A man stepped out of the woods, a stranger. He said "Hola," hello in Spanish, then put his arm around her shoulders and began pulling her into the woods. She resisted, she said, and he grabbed her by the ponytail and dragged her backward into the dark.
That, according to prosecutors, is how the attack began, and the attacker, they say, was Antonio Rosales, 41, a fugitive suspected in a murder in Arizona. Rosales is on trial this week, charged with kidnapping the 10-year-old, raping her and trying to murder her.
Antonio Rosales & Lawyers
The girl, now 15, was the trial's first witness.
She tried to fight him off, she told jurors, but he leaned over and wrapped his hands around her throat.
"I remember kicking him . . . trying to get air for a few seconds," she said. "I don't remember much after that."
She blacked out.
When she came to, she was alone, she said. Her shirt had been pulled up, her pants were around her ankles, and she was covered with hundreds of fire-ant bites.
The girl told her story in a soft voice but without emotion. She also told it without identifying her attacker. No one asked her if the man who hurt her was in the courtroom even though Rosales sat just 40 feet away, a Spanish-language translator whispering in his ear.
The girl described her attacker in general terms, as a Hispanic man of average build and with dark hair.
The attack happened Nov. 1, 2003, in Casselberry. At the time, Rosales, an undocumented worker in construction from Guatemala, was homeless, according to authorities.
Two years earlier, he had disappeared from Tucson, Ariz., where he was accused of raping and strangling his 74-year-old landlady, whose body was found Aug. 9, 2001, in the home they shared. He is named in a warrant but has not been charged.
Tucson police Sgt. Fabian Pacheco said the 74-year-old also had been sexually assaulted and choked. Rosales confessed to both crimes, Pacheco said. Once Rosales' Florida trial is over, he will be extradited to Arizona, Pacheco said Tuesday.
That could be soon. The Sanford jury is expected to begin deliberations today.
The seven-member panel Tuesday heard an English translation of what Rosales told detectives he did with the 10--year-old. He had been drinking, he said, and pulled the girl into the woods. She fought and yelled, he said. He pulled down her clothing and touched her.
He let her go, he said, because she was so young and because she was screaming.
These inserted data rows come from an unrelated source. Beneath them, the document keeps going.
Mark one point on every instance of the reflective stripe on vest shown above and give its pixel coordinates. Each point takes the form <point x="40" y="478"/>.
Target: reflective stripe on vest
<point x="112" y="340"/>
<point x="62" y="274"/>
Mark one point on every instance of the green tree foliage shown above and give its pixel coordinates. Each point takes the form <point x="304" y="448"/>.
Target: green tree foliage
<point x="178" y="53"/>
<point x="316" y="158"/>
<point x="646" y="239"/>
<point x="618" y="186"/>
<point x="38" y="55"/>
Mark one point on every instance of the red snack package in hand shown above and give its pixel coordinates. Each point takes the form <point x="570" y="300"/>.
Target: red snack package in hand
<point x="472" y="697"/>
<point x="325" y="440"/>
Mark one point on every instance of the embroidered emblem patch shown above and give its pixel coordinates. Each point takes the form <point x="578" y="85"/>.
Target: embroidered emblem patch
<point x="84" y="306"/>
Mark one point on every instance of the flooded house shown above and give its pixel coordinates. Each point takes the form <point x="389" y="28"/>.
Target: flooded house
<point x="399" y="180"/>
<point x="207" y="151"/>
A state DNA expert testified that he found Rosales' DNA on the girl's breast. The analyst, Tim Petree with the Florida Department of Law Enforcement, said none of the samples he processed included semen.
A nurse practitioner who performed a rape exam on the girl testified that she found evidence consistent with a sexual assault.
If convicted, Rosales faces a sentence of life in prison.